You came up with an initial theory, nice. When you try to solve the problem, you’ll see the problem from the lens of that initial theory. This is called bounded rationality. Bounded awareness leads to bounded rationality. Your rationale to solve the problem is limited by your initial theory.
When you’re stuck, you’ll keep doing the same thing again and again, or you’ll go into the hit-and-trial mode.
Hit-and-trial rarely works, and it’s a bad strategy. You’re basically throwing things blindly at a wall and seeing what sticks. In hit-and-trial mode, you drop your initial theory and you become desperate. A better strategy at this point is to take a step back.
To illustrate bounded awareness and bounded rationality, say you open a fridge and begin looking for an item. You search every shelf but can’t find it anywhere. You shout at your spouse, asking them where they’ve put the item. They yell back, saying it’s on the fridge. You take a step back and look on top of the fridge. There it is.
You could’ve found the item yourself if you’d taken a step back. But you didn’t because your awareness was bounded by the inner contents of the fridge. The only rational way to find the item was to search the inner shelves and containers of the fridge.
When you take a step back from your problem, you can see the problem with fresh eyes and gain new perspectives on it. You can try to link what you’re trying to do now with the bigger picture and see if it makes sense.
You can even leave the problem and do something else. Programmers do this often. This way, the problem marinates in your subconscious. Your subconscious will even work on the problem while you’re asleep, and you may find yourself waking up with new ideas that you can’t wait to implement.
Preserving the belief
This is perhaps the most important aspect to solving problems and overcoming challenges. Without this one piece of puzzle in place, you’re likely to quit.
Since our natural tendency is to solve problems in the here and now, we need to train ourselves to believe we can solve long-lasting, complex problems.
I know many gurus say you should ‘see challenges as opportunities’ but it’s easier said than done. You can’t really develop this mindset unless you actually prove to yourself that staying with problems longer is worthwhile.
In other words, you have to overcome a decent number of challenges to begin seeing challenges as opportunities for growth.

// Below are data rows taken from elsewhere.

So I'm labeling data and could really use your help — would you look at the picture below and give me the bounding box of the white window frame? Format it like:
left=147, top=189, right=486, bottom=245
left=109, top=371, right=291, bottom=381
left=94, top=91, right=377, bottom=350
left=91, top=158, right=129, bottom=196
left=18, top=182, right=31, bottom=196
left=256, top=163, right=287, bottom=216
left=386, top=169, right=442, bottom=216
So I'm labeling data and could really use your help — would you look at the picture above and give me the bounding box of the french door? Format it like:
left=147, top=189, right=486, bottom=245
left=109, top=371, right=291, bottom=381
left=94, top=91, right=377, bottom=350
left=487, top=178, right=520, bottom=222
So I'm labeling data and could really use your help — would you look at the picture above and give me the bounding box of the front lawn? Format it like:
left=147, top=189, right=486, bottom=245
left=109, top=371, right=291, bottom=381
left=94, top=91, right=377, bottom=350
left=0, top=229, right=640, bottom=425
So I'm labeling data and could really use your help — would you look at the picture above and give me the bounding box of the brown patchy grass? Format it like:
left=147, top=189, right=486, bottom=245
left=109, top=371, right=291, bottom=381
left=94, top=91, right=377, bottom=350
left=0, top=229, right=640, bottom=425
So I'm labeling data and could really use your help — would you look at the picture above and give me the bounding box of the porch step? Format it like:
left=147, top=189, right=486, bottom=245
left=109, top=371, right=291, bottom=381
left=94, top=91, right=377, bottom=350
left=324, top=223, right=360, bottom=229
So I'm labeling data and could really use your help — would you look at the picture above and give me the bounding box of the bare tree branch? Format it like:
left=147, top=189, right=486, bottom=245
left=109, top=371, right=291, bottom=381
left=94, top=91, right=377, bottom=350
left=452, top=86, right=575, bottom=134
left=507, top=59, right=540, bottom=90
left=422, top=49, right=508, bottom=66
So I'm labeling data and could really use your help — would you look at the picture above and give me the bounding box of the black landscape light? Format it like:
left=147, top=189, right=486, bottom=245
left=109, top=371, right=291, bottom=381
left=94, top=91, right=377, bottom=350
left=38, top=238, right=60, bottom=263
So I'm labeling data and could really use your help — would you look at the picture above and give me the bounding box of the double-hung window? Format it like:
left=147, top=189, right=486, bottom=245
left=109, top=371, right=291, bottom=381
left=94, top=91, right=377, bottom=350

Einstein said, “It’s not that I’m so smart. It’s just that I stay with problems longer”. This quote highlights the importance of delaying gratification and overcoming the tendency to solve problems only in the here and now.
Once you develop the belief that you can indeed stay with problems longer and solve them, you need to preserve and solidify that belief by taking up more challenges.
Another effective way to preserve this belief is to watch other people do what you intend to do. When you see others overcoming the challenges you’re facing, you’re inspired and your belief that the problem is solvable is reinforced.